If one word could describe the second day of this year’s Lollapalooza, it would have to be crowded. What a difference a day makes: Apparently lots of people didn’t feel like taking the day off from work on Friday, but each showed up with 10 friends in tow on Saturday. Ordinarily I’d say the more the merrier, but by mid-afternoon it became nearly impossible to get anywhere near any stage, unless you were happy to camp out early and suffer through sweaty, unpleasant-smelling, shirtless dudes being pressed against you. (I wasn’t.)
Day Two’s lineup for some reason wasn’t as appealing to me as the other two days of this year’s Lolla, but I think I was in the minority. Saturday acts included Grizzly Bear, Rusko, Gogol Bordello, the xx, Kaskade, Social Disortion, Metric, Cut Copy, and headliners Empire of the Sun, Phoenix, and Green Day.
Though I only caught a song or two, Metric played to an enormous, rapt audience in the late-afternoon sun. Cut Copy were up next on the same stage, back after a year-and-a-half touring break to play fan favorites, as well as selected cuts from their upcoming third album. After warming up at a sold-out show at Chicago’s Metro venue the night before, Cut Copy were ready to take on the gigantic festival crowd that turned out. Emanating enthusiasm and warmth onstage as always, the Aussies’ infectious excitement inspired hand claps and sing-alongs aplenty as they ran through crowd pleasers like “Lights & Music,” “Far Away,” “Hearts on Fire,” and closer “Out There on the Ice.” When the boys screamed, “Let’s do this, Lollapalooza! Time to fuckin’ dance!” the audience gladly obliged. Several new songs were played, including the just-released, Beach Boys-esque “Where I’m Going” and “Blink and You Miss the Revolution,” a calypso-rock-flavored affair that I liked better. (Side note: Were all four guys on stage wearing light-blue button-down shirts? Come to think of it, I think they may have been wearing the same the night before. And 2ManyDJs’ Dewaele brothers changed out of their white tuxedos into matching light-blue button-down shirts as well Friday night. I am sensing a trend.)
After trying to unsuccessfully fight the crowds to get closer during Cut Copy, I officially gave up for the rest of the day. Therefore, I was pretty far back for Phoenix, who immediately followed the Australians on the stage opposite in the same north end of the park. (This logistically made sense, since the two bands seemed to have a bit of overlap in their fan bases.) Launching straight into an energetic version of “Lisztomania,” it was quickly obvious that people were quite pleased with the performance, as evidenced by loud lyric-singing and joyous, half-assed dancing.

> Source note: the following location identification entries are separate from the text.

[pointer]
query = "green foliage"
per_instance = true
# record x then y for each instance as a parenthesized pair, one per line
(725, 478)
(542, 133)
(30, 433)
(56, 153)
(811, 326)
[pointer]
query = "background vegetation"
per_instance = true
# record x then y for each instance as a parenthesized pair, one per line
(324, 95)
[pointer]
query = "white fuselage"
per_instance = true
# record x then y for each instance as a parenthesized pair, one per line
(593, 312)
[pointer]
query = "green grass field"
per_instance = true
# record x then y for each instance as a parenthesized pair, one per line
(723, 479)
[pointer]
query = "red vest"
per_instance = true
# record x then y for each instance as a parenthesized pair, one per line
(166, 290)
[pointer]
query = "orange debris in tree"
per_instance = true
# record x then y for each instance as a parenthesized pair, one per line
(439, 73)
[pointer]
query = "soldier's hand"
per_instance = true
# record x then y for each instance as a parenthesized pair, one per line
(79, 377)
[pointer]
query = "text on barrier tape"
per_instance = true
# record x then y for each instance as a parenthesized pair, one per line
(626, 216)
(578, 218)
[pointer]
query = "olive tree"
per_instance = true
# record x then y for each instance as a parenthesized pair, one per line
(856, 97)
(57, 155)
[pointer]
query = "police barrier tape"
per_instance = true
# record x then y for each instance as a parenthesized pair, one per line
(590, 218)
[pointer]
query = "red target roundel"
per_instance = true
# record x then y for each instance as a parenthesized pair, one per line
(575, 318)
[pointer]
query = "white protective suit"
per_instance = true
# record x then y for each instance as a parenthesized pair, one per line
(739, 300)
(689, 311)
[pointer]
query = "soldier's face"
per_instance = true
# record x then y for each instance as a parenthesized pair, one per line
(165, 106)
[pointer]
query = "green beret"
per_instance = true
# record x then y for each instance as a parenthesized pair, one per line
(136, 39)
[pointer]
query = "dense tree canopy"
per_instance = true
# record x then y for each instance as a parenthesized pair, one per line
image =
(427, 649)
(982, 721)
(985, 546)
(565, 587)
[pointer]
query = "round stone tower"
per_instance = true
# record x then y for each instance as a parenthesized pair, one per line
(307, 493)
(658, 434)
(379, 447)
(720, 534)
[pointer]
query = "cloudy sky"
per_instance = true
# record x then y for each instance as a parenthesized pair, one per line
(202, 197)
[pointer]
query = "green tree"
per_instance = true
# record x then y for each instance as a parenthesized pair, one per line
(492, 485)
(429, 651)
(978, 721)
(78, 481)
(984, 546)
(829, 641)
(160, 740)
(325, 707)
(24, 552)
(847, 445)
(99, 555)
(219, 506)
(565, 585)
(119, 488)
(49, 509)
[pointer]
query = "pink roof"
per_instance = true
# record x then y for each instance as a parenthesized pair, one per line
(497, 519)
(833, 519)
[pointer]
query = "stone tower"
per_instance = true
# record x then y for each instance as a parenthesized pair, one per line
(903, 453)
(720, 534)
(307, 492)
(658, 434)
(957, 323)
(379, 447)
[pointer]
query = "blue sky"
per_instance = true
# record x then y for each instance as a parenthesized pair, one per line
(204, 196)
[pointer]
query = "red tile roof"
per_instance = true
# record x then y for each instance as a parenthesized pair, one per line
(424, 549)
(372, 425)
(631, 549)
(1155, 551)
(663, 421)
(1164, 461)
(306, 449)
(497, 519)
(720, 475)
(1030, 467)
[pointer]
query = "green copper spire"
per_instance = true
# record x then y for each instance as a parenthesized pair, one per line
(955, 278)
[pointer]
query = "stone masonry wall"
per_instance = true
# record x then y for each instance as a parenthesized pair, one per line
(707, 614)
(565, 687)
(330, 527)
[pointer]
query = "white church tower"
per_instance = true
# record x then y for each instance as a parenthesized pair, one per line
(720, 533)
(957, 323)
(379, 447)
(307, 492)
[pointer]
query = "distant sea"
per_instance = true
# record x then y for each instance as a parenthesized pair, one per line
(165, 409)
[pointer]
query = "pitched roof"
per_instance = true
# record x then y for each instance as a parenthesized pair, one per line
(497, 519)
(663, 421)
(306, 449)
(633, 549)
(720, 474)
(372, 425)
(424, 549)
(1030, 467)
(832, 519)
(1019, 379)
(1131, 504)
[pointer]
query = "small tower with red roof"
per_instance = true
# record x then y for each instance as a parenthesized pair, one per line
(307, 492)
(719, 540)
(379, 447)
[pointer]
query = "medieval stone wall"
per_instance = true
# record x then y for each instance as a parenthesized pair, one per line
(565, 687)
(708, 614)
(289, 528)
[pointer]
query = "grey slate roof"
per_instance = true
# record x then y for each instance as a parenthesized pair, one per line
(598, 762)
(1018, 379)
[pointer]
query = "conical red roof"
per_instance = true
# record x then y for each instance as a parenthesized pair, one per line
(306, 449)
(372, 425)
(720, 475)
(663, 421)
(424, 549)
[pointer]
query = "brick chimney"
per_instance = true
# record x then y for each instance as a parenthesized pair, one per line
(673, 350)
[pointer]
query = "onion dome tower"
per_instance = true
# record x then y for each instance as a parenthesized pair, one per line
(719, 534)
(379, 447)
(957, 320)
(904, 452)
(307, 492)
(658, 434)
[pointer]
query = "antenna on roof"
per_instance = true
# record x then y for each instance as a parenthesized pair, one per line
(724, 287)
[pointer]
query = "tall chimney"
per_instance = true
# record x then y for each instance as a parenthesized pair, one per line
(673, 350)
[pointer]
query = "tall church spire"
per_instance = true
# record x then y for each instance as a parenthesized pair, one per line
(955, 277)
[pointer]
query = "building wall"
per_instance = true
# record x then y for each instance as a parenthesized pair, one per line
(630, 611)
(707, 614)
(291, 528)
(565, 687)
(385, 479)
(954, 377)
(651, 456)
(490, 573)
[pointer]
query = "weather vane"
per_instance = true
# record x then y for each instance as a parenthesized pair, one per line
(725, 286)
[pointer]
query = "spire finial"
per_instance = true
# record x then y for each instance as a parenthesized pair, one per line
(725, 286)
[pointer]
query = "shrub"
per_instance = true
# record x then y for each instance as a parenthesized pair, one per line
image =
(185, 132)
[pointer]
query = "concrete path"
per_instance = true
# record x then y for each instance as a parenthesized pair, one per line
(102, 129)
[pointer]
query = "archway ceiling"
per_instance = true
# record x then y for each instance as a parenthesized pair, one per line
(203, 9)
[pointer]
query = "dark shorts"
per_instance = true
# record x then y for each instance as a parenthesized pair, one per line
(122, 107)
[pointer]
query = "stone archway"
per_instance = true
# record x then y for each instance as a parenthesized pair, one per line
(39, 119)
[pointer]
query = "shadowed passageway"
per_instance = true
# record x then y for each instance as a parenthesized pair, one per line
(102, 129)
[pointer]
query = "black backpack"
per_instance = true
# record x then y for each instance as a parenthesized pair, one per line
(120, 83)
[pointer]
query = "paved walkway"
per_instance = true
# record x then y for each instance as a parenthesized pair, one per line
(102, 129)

As much as I appreciate Phoenix, I set sail for Perry’s dance stage to try to catch Empire of the Sun’s live set (the only full band of the festival to appear at Perry’s). I arrived just in time to catch the end of Wolfgang Gartner’s DJ set: I had unfortunately missed his scheduled set, planned for 4:30, but apparently so had he. I heard he missed a flight, then was squeezed back in the slot before Empire of the Sun, though I’m not sure who was bumped or how long exactly Gartner played. I wish there had been an easier way for organizers to convey the change, as I knew a few people got the info too late.
Empyreans and curious onlookers alike congregated in large numbers to witness the first American show Empire of the Sun have done. And they did not disappoint: From the surreal, mystical, prog-rock-y videos playing behind them, to their shiny metallic suits and headpieces, to the very ‘80s-inspired choreography, clouds of smoke, and more, Empire of the Sun were like an exotic, alien musical group who had taken a magical mystery tour to Earth as their planet’s ambassadors of electro-pop. Sonically, it was good, fun, upbeat dance music, but presentation-wise, Empire of the Sun came across like total rockstars, putting the imagery and imagination back into stage performances -- something far too few artists are doing these days.
Though I didn’t see them, Green Day seem to have hit a lot of high notes with festivalgoers, engaging in a lot of audience participation and playing a considerable amount of their back catalog. (Though, conversely, I also heard complaints from longtime fans that they would have preferred more music/less audience participation, and less hits/more old album tracks.) The set ended up with quite a bang: More fireworks overhead, and a small hot air balloon-type thing that I can only assume launched during the fireworks.